As you learn about fragments, keep in mind that sentence length is not very helpful in identifying a fragment. Both of the items below are fragments:

  • Before you go.
  • Ensuring his own survival with his extensive cache of supplies (food, water, rope, tarps, knives, and a first aid kit).

Common Causes of Sentence Fragments

Part of the reason we write in fragments is because we often speak that way. However, there is a difference between writing and speech.  While it’s fine to speak in partial sentences, it’s important to write in full sentences, because your reading audience will not have access to the gestures, inflections, and other visual cues that make partial sentences in speech understandable.

In writing, sentence fragments also occur because they seem to link with other phrases or sentences, as in the following examples: fragments are highlighted and enclosed in brackets

  • As a child, Henry liked to run away from his mother.  [Who always became frantic when that happened.]
  • Make sure to keep your passwords in a separate place, which you keep private. [To ensure your safety and security].
  • [Insecure herself during elementary school].  Alice, as an elementary teacher, was therefore very sensitive to other students with learning disabilities.

Fixing Sentence Fragments

There are two ways to fix sentence fragments:

  1. add the missing element: a subject or actor, a verb or action, words to complete the thought
  2. link the incomplete fragment with the phrase or sentence that comes before or after, as appropriate

Examples: fragments are highlighted and enclosed in brackets

  • Karen appeared at the committee meeting last week. [And convincingly presented her ideas about the new product].

Possible corrections:

Karen appeared at the committee meeting last week.  She convincingly presented her ideas about the new product. [added a subject to the fragment]

Karen appeared at the committee meeting last week and convincingly presented her ideas about the new product. [connected the two pieces]

  • The committee considered her ideas for a new marketing strategy quite powerful. [The best ideas that they had heard in years.]

Possible corrections:

The committee considered her ideas for a new marketing strategy quite powerful.  They were the best ideas that they had heard in years. [added a subject and verb]

The committee considered her ideas for a new marketing strategy quite powerful; in fact, they were the best ideas that they had heard in years. [connected the pieces and added a subject and verb]

  • [Because Karen’s ideas were so powerful.]  The committee voted to implement them immediately.
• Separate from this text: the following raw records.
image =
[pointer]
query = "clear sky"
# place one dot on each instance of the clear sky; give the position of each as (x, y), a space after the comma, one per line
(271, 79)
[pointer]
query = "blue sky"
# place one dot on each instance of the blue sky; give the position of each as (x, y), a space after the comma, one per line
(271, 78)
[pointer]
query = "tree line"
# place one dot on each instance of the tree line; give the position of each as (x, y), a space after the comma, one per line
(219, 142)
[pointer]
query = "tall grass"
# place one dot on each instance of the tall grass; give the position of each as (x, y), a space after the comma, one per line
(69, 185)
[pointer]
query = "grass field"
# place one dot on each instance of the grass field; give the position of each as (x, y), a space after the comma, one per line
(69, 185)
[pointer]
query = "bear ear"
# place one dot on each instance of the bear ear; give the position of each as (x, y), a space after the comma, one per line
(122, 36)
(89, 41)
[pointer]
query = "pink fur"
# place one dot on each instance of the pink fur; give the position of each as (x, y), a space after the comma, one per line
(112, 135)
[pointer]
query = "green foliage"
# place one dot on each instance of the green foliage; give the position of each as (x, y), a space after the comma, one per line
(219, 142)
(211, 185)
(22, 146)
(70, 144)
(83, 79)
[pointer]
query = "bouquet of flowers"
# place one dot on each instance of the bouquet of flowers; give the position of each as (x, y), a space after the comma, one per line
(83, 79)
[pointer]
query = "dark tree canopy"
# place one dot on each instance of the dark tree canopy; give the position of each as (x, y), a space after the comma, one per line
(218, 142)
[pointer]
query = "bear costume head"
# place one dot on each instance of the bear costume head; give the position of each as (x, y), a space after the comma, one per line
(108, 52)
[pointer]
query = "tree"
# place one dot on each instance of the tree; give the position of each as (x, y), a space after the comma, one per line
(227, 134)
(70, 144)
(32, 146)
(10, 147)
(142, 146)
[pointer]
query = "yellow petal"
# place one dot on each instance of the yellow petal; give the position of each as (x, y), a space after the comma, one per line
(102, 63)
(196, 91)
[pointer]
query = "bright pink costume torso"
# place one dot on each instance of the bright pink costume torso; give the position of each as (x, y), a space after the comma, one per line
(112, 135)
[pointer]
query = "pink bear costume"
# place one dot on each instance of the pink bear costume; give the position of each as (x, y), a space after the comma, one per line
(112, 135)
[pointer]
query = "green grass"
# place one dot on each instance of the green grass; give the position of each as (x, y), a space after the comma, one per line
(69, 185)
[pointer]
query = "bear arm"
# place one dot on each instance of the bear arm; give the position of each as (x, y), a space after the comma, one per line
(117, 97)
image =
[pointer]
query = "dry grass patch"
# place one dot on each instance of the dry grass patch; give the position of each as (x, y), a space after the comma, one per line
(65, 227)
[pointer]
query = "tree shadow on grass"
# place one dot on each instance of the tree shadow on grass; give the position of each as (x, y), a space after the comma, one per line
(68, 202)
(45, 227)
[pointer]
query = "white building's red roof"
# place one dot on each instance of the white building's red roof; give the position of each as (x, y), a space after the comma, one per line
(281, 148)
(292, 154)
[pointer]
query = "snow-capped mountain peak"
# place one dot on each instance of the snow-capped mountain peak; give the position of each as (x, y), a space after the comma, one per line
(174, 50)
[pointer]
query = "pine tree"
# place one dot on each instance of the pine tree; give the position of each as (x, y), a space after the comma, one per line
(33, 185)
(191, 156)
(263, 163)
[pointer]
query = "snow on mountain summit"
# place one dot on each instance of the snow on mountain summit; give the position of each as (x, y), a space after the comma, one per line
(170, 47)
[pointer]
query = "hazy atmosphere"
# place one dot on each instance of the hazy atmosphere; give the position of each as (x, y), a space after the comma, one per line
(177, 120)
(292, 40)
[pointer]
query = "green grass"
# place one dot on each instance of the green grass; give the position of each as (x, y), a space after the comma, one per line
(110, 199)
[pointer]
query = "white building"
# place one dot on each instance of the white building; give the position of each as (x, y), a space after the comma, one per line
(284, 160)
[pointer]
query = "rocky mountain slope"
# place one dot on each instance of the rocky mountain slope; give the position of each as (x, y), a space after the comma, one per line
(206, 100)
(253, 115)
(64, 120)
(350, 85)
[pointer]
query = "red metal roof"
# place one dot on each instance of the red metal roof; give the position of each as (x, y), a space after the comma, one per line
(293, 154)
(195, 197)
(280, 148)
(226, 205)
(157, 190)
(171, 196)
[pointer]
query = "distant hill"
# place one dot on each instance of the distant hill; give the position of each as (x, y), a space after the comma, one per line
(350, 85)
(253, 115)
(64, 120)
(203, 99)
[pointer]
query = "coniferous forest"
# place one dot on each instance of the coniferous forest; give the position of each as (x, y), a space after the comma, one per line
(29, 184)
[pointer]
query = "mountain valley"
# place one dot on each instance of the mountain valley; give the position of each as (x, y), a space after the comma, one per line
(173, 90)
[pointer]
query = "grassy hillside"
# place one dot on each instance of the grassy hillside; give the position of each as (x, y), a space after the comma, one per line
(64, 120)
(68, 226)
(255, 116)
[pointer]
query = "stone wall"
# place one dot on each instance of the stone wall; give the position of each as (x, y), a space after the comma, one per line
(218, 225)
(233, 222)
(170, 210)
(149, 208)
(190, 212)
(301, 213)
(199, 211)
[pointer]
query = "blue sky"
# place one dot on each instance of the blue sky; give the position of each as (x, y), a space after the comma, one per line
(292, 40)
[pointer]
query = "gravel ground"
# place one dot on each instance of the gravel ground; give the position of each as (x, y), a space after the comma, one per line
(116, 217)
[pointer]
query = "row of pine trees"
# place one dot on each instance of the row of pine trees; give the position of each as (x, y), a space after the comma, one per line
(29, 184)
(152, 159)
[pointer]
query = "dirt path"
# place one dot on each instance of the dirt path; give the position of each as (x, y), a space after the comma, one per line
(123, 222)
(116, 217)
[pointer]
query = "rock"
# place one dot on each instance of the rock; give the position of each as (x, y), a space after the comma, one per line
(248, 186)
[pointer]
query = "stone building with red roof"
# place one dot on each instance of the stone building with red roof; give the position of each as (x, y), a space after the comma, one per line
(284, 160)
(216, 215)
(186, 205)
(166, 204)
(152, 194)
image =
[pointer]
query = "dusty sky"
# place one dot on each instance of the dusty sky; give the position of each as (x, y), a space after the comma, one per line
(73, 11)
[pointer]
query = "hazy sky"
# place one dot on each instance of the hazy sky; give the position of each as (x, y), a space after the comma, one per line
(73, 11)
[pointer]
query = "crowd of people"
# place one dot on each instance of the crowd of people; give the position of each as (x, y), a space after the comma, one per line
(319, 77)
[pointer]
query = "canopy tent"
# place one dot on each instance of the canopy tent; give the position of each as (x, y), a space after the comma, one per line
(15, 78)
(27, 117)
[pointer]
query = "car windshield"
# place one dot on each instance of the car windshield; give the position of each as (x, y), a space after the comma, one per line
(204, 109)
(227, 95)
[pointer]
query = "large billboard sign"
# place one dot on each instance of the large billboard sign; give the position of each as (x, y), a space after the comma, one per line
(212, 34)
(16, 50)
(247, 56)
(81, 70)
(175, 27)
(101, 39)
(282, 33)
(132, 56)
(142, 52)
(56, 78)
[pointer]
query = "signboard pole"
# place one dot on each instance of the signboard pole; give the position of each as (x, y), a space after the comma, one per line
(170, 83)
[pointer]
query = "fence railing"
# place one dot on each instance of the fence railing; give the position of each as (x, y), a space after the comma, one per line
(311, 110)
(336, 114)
And they put Karen in charge of the implementation.

Possible corrections:

Karen’s ideas were so powerful.  The committee voted to implement them immediately.  And they put Karen in charge of the implementation. [added a subject]

Because Karen’s ideas were so powerful, the committee voted to implement them immediately, and they put Karen in charge of the implementation.

(Note that in this example, the second correction is better stylistically than the first.  Although the first correction is valid, the sentences are choppy.  Sometimes one way to correct a sentence fragment will be easier or more obvious than others.  Note as well that the last part, “and they put Karen in charge of the implementation,” is actually not a sentence fragment, even though some fragments start with “and,” “but,” or “or.”  It’s not a fragment because there is a subject or actor, “they,” a verb or action, “put,” and words to complete the thought.)

Practice

Identify the fragments in the sentences below. Why are they fragments? What are some possible solutions?

  1. The corporation wants to begin a new marketing push in educational software. Although, the more conservative executives of the firm are skeptical.
  2. Include several different sections in your proposal. For example, a discussion of your personnel and their qualifications, your expectations concerning the schedule of the project, and a cost breakdown.
  3. The research team has completely reorganized the workload. Making sure that members work in areas of their own expertise and that no member is assigned proportionately too much work.